2. The hybrid saddle-type vehicle according to claim 1, wherein the rear-wheel supporting member is a swing arm swingably supported on the body frame via a pivot shaft.

3. The hybrid saddle-type vehicle according to claim 2, wherein the motor housing is disposed rearward of the pivot shaft and inward of an end portion of the pivot shaft.

4. The hybrid saddle-type vehicle according to claim 2, wherein a connection member connecting the motor housing and the swing aim is disposed upward of a bottom surface of the swing arm.

5. The hybrid saddle-type vehicle according to claim 1, wherein the swing arm includes a first arm portion extending from one side of a support portion supporting the pivot shaft in the widthwise direction to a lateral side of the rear wheel, a second atm portion extending from the other side of the support portion in the widthwise direction to a forward of the rear wheel, and a cross portion connecting a rear portion of the second arm portion and the first arm portion, and wherein the connection member connecting the motor housing and the swing arm is connected to the rear portion of the second arm portion from which the cross portion extends.

6. The hybrid saddle-type vehicle according to claim 1, wherein the rear-wheel supporting member is a unit swing case which is swingably supported on the body frame via a link mechanism and covers the internal combustion engine.

7. The hybrid saddle-type vehicle according to claim 1, wherein the drive shaft is provided therein with an axial passage extending in an axial direction from the other end portion thereof, and a radial passage extending in a radial direction from the axial passage and opened near the bearing section which is positioned at an intermediate portion of the drive shaft, and wherein the motor housing is provided with ribs adapted to supply splash oil scattered in the motor housing to the axial passage.

8. The hybrid saddle-type vehicle according to claim 1, wherein the rear wheel of the rear wheel includes a wheel hub portion having an inner cylindrical hub provided at the drive shaft and an outer cylindrical hub provided radially outward of the inner hub, and at least a part of the bearing section supporting the motor housing at a side of the power transmission mechanism is disposed to overlap the outer hub in the widthwise direction.
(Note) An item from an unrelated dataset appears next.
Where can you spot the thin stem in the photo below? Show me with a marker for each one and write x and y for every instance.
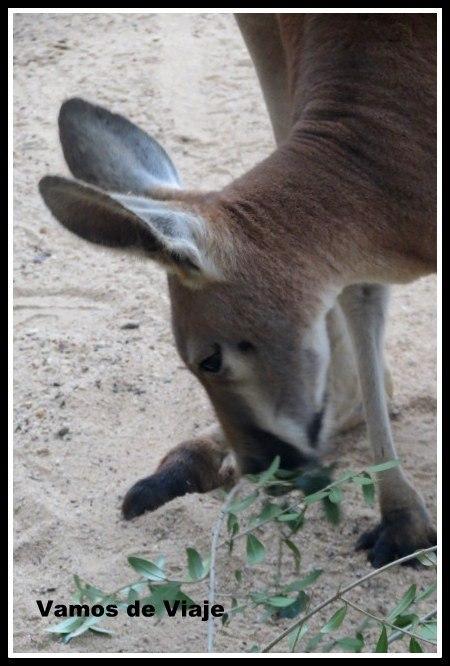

9. The hybrid saddle-type vehicle according to claim 1, wherein the electric motor further includes a speed reduction mechanism that decelerates the driving force and transmits it to the drive shaft, and wherein the rotor is rotatably supported around the drive shaft, and the speed reduction mechanism is disposed on the other side of the drive shaft in the widthwise direction.